グラウンド
引っ越した部屋は、すぐ裏手に中学校がある。
朝はチャイムの音で目が覚めて、昼間は目の前のグラウンドで体育の授業の声。
「早くしろー」
男の先生の太い声がこの部屋にもずかずかと入ってくる。
放課後になると部活が始まって、運動部のかけ声や吹奏楽部の音色で充満する。
夜、ベランダに出ると、このアパートと隣の家の横からのぞくグラウンドは昼間の出来事がまるで嘘みたいに静かだ。
夜のグラウンドをながめながら、タバコに火をつける。

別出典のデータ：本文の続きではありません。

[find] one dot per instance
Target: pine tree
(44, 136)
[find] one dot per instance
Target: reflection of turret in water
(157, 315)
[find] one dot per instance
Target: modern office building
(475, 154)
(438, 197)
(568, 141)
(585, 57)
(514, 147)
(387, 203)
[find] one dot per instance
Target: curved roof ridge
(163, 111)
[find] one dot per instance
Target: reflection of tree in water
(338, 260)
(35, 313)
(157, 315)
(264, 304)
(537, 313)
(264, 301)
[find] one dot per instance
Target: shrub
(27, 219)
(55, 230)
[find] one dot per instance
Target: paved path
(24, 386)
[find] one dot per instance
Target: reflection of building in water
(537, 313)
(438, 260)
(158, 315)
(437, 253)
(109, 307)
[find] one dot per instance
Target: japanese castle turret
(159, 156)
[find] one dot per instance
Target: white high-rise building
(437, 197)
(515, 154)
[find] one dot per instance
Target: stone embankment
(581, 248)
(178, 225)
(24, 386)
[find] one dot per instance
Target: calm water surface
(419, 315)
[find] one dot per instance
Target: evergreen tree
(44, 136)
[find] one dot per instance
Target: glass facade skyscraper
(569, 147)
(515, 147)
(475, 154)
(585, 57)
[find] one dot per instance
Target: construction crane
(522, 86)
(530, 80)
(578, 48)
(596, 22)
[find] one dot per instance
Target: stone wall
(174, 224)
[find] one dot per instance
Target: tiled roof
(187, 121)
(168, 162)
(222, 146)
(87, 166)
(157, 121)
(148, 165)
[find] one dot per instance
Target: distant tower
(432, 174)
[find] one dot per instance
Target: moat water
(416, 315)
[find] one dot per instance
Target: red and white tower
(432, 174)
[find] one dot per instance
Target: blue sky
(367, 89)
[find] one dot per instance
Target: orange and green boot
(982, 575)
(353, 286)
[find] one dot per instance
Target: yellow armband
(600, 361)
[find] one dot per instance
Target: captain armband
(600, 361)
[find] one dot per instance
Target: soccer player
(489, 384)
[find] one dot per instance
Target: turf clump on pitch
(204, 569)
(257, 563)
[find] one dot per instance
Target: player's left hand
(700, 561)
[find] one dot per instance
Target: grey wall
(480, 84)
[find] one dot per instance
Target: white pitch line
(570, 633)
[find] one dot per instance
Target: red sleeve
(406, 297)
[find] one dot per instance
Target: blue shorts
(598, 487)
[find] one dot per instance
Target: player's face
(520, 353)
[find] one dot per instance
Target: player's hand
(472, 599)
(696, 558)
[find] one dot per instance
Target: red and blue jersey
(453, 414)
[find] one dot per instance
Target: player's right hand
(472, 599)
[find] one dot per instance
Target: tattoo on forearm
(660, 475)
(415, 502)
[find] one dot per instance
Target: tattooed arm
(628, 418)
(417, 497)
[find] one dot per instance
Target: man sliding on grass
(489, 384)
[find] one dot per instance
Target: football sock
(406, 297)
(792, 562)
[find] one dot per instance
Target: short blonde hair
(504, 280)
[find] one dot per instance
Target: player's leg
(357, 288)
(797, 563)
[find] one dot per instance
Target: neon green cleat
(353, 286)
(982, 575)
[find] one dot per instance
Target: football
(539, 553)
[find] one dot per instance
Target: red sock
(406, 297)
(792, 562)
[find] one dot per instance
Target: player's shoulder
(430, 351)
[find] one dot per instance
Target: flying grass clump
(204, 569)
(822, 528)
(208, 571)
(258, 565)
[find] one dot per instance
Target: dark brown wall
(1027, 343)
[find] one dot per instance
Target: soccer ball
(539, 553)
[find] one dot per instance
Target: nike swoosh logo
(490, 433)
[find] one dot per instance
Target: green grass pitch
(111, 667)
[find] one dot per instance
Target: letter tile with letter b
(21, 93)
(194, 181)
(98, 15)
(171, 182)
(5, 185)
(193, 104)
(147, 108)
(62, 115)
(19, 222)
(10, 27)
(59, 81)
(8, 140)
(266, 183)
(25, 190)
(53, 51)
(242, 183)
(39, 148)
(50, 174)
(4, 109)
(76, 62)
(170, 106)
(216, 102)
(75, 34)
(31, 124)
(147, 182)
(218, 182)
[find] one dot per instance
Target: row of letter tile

ふうーっと吐いた息が風に混ざって、グラウンドの砂を巻き上げていく様子を想像する。
グラウンド越しに見える向こうのマンションの廊下には灯りがついていて、ときどき人影が通り過ぎていくのが見える。
道路の向かいの建物よりも、あっちの方がなんだかもっと近いところにあるような気がして、それはきっとあのマンションに住んでいる人も、こちらと同じようにチャイムの音で目が覚めて、体育の授業や部活のにぎやかな声を共有していると思うからだろうか。
向こうで聞こえるのはどんな音だろう。
グラウンドは、あちらとこちらの間を、誰もいないまっさらな暗闇を飲み込んでいく、ブラックホールのように呼吸している。
そしてまた日が昇れば、あの地面はまたまっさらな場所に戻って中学生たちの走る地面を作り出す。
そんな様子を、私は宙に浮いたベランダからこっそりのぞいている。